Report Urges Protection of Electric Grid from Cyberattacks

critical infrastructure security

Critical infrastructure policymakers are calling for the formation of a new group to better protect the North American electric grid from cyber-attacks.

Critical infrastructure policymakers are advocating the foundation of a new entity, the Institute for Electric Grid Cybersecurity, along with a new set of guidelines, to better protect the North American electric grid from cyber-attacks and determine how to respond if the grid is ever compromised.

The initiative was described in a new report (.PDF) issued by the Bipartisan Policy Center. The report was authored by a handful of officials from across the industry, including former National Security Agency and C.I.A. Director Gen. Michael Hayden.

Hayden appeared on a panel last Friday to discuss the paper at the Bipartisan Policy Center in Washington, D.C. where the rest of the report’s authors discussed their recommendations. The group is largely encouraging government agencies and private entities to strengthen the system that’s in place before it’s inevitably attacked.

Calling it a domain that favors the attacker, Hayden called the threats “almost self-evident,” before going on to reference the adversaries who want to “degrade, disrupt, deny, destroy” networks and the hackers out there responsible for “recreational espionage.”

Hayden was joined by Curt Hébert, a partner at Mississippi law firm Brunini, Grantham, Grower & Hewes, Paul Stockton, a Managing Director at economic advisory firm Sonecon, and Scott Aaronson, the Senior Director of National Security Policy for the Edison Electric Institute.

Throughout Friday’s panel, the men made several references to the staggering $6 billion costs that were attributed to the 2003 Northeast blackout of August 2003. While that blackout was ultimately blamed on an errant tree branch, that idea, the concept of a multiday outage, is a spectre that still looms over the electrical grid.

Hébert, who formerly chaired the Federal Energy Regulatory Commission, at one point called electricity “the most critical of the infrastructures,” mentioning the blackout and the difficulties associated with restoring sectors like telecom and healthcare. Hébert insisted that the industry has to do a better job understanding the need for mandatory standards, adding that while the NERC has done a good job working with the federal regulatory commission, there are still risks that need to be mitigated.

Hébert described the new organization, claiming it would need to be independent and tackle security from a holistic angle to ensure that everything “from the burner tip all the way down to the point that the kilowatt is actually given to the consumer” is protected.

The industry organization, tentatively titled the Institute for Electric Grid Cybersecurity is only mentioned twice in the 76-page report but the group claims that it could be loosely modeled on the Institute of Nuclear Power Operations, a group started in the wake of the accident at Three Mile Island in 1979 and involve “power sector participants” from across North America.

Those participants would ideally include local distribution utilities – there are 3,200 nationwide that delivery electricity – large generators and state utility regulators.

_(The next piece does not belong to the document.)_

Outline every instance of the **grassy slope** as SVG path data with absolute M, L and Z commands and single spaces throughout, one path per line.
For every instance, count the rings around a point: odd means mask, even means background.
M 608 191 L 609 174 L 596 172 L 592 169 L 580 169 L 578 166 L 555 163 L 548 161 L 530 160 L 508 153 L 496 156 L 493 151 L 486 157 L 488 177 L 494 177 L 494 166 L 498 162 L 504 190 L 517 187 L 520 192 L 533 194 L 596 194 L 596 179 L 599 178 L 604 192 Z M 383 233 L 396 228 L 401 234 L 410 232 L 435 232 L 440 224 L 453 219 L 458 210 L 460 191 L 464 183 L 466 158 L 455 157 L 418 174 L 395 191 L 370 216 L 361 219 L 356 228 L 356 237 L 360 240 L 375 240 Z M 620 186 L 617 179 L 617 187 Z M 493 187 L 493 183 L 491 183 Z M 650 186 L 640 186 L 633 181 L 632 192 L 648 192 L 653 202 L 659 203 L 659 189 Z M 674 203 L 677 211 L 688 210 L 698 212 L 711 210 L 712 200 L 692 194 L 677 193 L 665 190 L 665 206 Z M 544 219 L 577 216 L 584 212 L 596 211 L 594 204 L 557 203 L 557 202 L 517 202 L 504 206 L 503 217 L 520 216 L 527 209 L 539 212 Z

Still though Hayden acknowledged that to get a change to come, everyone would have to assume responsibility, most importantly the government.

“This cannot be done with just good will and executive action; it’s going to require Congress to actually face these issues and make some decisions that provide some legislative structure in terms of protection and responsibility that makes this more possible than it is today,” Hayden said.

The case for congressional action is clearly laid out in the report with one part recommending the Department of Energy allocate funds “to fully evaluate and understand systemic cyber risks” and “help regulators better evaluate the potential impacts of cyber attacks and provide needed context for weighing the benefits of utility investments in cybersecurity.”

“What permeates the report is that you can’t win this just defending the perimeter, you can’t win this with just prevention and defense ,” Hayden said.

“It’s the concept of resilience, what happens after things start to go wrong?”

As Matthew Wald, an energy reporter with the New York Times who moderated Friday’s panel reminded the audience, that’s exactly whats happening.

Things are going wrong.

Wald noted in the panel’s introduction that of the 250+ incidents reported to the Department of Homeland Security last year, two-thirds of them targeted the energy sector and grid.

One of the bigger problems with the grid came last year when two engineers Adam Crain and Chris Sistrunk discovered a vulnerability in an electrical communication protocol that’s widely used across the country. That vulnerability opened the floodgates and later led to a 20-page report “replete with vulnerabilities in 16 different system vendors.” According to a New York Times article from an October briefing the vulnerabilities, they affect a number of supervisory control and data acquisition systems (SCADA) and if used at a single, unmanned power substation, the vulnerabilities could result in “a widespread power outage.”